The bank plans to continue growing its market share and its efficiency. In terms of revenues, it is making great headway with the SME market, for which growth has been in the order of 10%. In each of the past three years it has gained 30,000 new SME clients. It is also looking for big revenue increases in private banking from 2004, as it puts the finishing touches to its Popular Banca Privada arm. The bank believes there is an opportunity to grow private banking business among SME owners: although its SME clients do 70% of their business banking with Banco Popular, they only do 20% of their personal banking with the bank, says Mr Higuera.

Another strategic area is consumer finance. The bank has spent E29m to June 2003 on improving its technology, part of which is going into the development of a platform that is capable of sophisticated credit scoring. “We will be pioneers,” says Mr Higuera. The launch is due to be in June this year.

Mortgage market

In the traditional retail area, Popular’s agreements with, for example, medical group Organización Médica Colegial (OMC) means it has a captive client base to whom it sells many products. It has now added mortgages to its product list. In the past few years, as net interest margins have declined and the stock market’s lacklustre performance made investors wary, mortgages have been the saviours of many Spanish banks.

Residential property prices have risen an average of 15% in each of the past three years but Banco Popular believes that fears of a property bubble are exaggerated. Demand has come from more 30-40-year-olds coming to market, more immigration, foreigners buying second homes and Spaniards buying second homes to rent due to a lack of alternative investments. The bank foresees high prices and high levels of family debts progressively pushing down demand so that by 2005 prices would be stable. As a result, the bank is being “selective” about granting mortgages, says Mr Higuera.

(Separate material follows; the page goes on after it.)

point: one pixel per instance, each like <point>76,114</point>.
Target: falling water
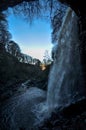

“We are still fishing inside our client base as only 4% of our clients have mortgages with us. We are not knocking on the door of unknowns since that way you catch bad clients as well as good,” he says.

Acquisition rumours

Rumours in October that the bank might bid for Banco Atlántico, a medium-sized bank which is up for sale, are untrue, says Mr Valls. “They want to sell themselves for more after Banco Zaragozano sold itself well [to the UK’s Barclays Bank]. [Taking it over] would create problems of personnel and duplication of branch networks. But if it were a reasonable price, fine. Maybe a foreign bank, or a colleague who would like to surpass us, might be interested,” he muses, grinning, and proceeds indiscreetly to mention Banco Sabadell’s chairman and CEO José Oliu. (As The Banker went to press, Sabadell had indeed placed a bid.)

Mr Valls serves on a number of international boards, which he himself admits is a matter of prestige rather than anything else. He has a degree in law from the University of Barcelona and speaks English, French, Dutch, Italian and some German. He gives the impression of a bon viveur, who is surely not clever enough to have developed one of the best banks in the world.

Sir Brian disagrees. “Whenever you get a duo like that [Luis and Javier], someone takes the higher profile role. It doesn’t mean they have less brains,” he says.

Still, I look forward to meeting the absent strategist.